According to the men, political involvement was not normally encouraged amongst American Muslims, but the rise of discrimination ended that pattern. Originally, most Islamic jurists deemed it unethical to vote, as doing would perpetuate an  inherently corrupt system, but the 2016 election has changed everything. Throughout the conversation, I hear iterated several times a quote by a certain Islamic scholar: “If you give up your rights voluntarily, no one will give them back to you.”

It’s a perplexing phenomena for Amal Soukarieh, a Lebanese-born, Saudi educated Muslim who’s lived in the United States for barely over a year now. She’s in St. Augustine studying as a freshman at Flagler College, and already, she’s caught whiffs of the anti-Islamic pathogen. “When we first moved into our house, it was interesting, because our neighbor was a fervent anti-Muslim who used to protest at mosques,” she said.

To her, it’s strange to see the social stigma Americans place on women who opt to wear their hijabs publicly. And it’s strange for her to see how Americans perceive Muslims- and Middle-Easterners in general, for they are often mistakenly lumped into a single group- as an ignorant race of brutal tribesmen. “In the Middle East,” she said, recounting her cosmopolitan education. “We grow up knowing about the whole world- Asia, Europe, Africa. Usually Westerners are not as informed about us as we are about them.”

Western ignorance about Middle Easterners, she says, is a part of a feedback loop: the more white Americans assume all Muslims are suicide bombers, and the more they are reinforced in this notion via the media and rumors, the more likely they are to discriminate against others in the first place.

I ask Amal about ISIS, the terrorist organization largely responsible for the negative image of Islam in recent years. Fringe groups like ISIS, acting since the late 90’s, were the ones that sparked Islamophobia, after all. “It makes me want to cry,” she says. “They (groups like IS) are not motivated by political beliefs. They claim to be religious, but it’s only to gain power. It’s all about power for guys like them, nothing else.”

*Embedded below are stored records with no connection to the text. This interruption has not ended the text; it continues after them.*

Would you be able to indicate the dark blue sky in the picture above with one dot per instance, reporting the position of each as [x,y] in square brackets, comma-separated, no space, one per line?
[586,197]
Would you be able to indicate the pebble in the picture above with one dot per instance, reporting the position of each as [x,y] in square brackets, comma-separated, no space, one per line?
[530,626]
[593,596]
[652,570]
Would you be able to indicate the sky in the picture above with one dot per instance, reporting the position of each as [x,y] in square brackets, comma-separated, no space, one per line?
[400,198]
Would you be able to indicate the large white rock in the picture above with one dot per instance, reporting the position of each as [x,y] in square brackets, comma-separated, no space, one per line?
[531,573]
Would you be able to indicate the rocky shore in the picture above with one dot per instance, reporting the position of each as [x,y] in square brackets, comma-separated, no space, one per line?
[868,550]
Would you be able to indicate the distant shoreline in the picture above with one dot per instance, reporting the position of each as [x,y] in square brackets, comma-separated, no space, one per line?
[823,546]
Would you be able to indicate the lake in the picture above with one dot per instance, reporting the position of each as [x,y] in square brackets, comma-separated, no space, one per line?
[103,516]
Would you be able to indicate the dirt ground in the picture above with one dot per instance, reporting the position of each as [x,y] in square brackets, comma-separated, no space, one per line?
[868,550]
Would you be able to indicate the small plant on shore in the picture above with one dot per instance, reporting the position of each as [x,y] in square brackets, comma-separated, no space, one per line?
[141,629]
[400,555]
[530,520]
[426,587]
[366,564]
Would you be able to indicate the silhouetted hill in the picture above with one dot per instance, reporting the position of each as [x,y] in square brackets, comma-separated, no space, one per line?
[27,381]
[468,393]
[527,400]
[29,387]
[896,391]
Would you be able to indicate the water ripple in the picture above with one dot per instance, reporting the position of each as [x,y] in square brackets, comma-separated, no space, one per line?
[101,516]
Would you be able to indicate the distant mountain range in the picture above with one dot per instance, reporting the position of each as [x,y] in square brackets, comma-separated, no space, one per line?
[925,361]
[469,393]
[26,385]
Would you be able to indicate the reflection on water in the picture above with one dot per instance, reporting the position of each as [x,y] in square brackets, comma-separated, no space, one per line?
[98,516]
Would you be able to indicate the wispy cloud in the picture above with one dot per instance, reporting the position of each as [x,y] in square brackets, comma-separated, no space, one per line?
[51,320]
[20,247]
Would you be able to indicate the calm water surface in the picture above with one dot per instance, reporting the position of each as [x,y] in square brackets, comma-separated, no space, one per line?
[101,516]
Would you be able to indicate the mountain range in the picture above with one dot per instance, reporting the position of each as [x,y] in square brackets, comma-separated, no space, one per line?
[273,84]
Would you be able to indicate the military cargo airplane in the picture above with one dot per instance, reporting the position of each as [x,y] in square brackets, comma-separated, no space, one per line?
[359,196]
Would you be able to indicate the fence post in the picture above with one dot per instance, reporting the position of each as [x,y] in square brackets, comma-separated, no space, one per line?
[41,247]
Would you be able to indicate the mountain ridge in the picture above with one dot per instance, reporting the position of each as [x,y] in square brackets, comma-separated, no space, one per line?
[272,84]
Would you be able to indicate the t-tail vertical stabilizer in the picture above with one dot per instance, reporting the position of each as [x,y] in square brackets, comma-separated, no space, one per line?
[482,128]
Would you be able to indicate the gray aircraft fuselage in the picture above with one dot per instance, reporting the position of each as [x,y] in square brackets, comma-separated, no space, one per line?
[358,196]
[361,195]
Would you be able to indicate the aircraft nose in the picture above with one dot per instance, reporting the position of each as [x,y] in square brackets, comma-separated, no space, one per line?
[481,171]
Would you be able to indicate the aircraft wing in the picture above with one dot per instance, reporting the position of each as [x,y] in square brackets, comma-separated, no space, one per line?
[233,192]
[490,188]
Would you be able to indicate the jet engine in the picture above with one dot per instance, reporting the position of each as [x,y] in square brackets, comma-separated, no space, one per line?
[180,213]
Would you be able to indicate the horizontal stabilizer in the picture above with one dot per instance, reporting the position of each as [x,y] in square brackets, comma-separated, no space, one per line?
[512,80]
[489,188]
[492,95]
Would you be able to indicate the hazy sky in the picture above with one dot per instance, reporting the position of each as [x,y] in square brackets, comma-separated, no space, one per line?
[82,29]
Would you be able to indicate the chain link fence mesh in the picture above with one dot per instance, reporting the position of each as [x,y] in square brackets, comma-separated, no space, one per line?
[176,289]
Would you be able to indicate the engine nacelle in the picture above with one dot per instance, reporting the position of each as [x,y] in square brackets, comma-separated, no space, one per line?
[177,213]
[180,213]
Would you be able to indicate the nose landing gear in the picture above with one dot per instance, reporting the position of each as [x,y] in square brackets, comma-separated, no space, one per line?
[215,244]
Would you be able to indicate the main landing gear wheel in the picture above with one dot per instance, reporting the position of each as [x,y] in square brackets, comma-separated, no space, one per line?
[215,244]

I ask Anis the same question, who has been sitting with Amal and I in the student center. “People always forget that Islam is the Arabic word for peace. In the Quran, peace and love are emphasized. People need to stop portraying the whole religion based on the one bad apple.”

“We have a quote in Lebanon,” Amal interjects. “We always say that ‘They (the terrorists on 9/11) didn’t just hijack the planes. They hijacked the whole, entire religion.’ ”

Before the night is over, back at the Islamic center, I pick up a few flyers hanging on the wall. Civil rights pamphlets, informing Muslims of their constitutional rights. In bold letters, one says “Know your rights to worship freely and safely.” Another asks if the reader has been harassed at work for their hijab, threatened with a weapon, or solicited by the FBI.

Out front, the center always keeps an American Flag flying, as a way of showing that it’s possible to be both American and Muslim.

Even then, Anas still cautiously locks the fence with a wrought-iron chain whenever he leaves at night. The threats of vandalism and possible hate crimes have led to an ineffable sense of paranoia. He tells me how, a few months prior, a group of anti-Islamic activists (members of a larger umbrella organization) drove all the way from Orlando to protest at the St. Augustine mosque. It was only when the authorities intervened that the demonstration was brought to an end

“All the way from Orlando!” he muses sadly. “Can you believe it? How could people have so much hate in their hearts that they would drive three hours to protest at a little, small town mosque?”

The end of the nights activities is capped off with the final prayer of the day. Despite the time, I opt to stay to watch the hypnotic ritual one last time. Everything about it is beautiful: the call, the men falling to the floor in unison, the the mournful music of the Imams’ voice.

The imagery often used to evoke Muslims nowadays- wild eyed extremists bearing clubs, suicide vests, and AK-47’s- is sadly inaccurate. Now, as I watch them whisper their devotions with their noses pressed to the floor, they are quiet. Quiet, and serene, and peaceful.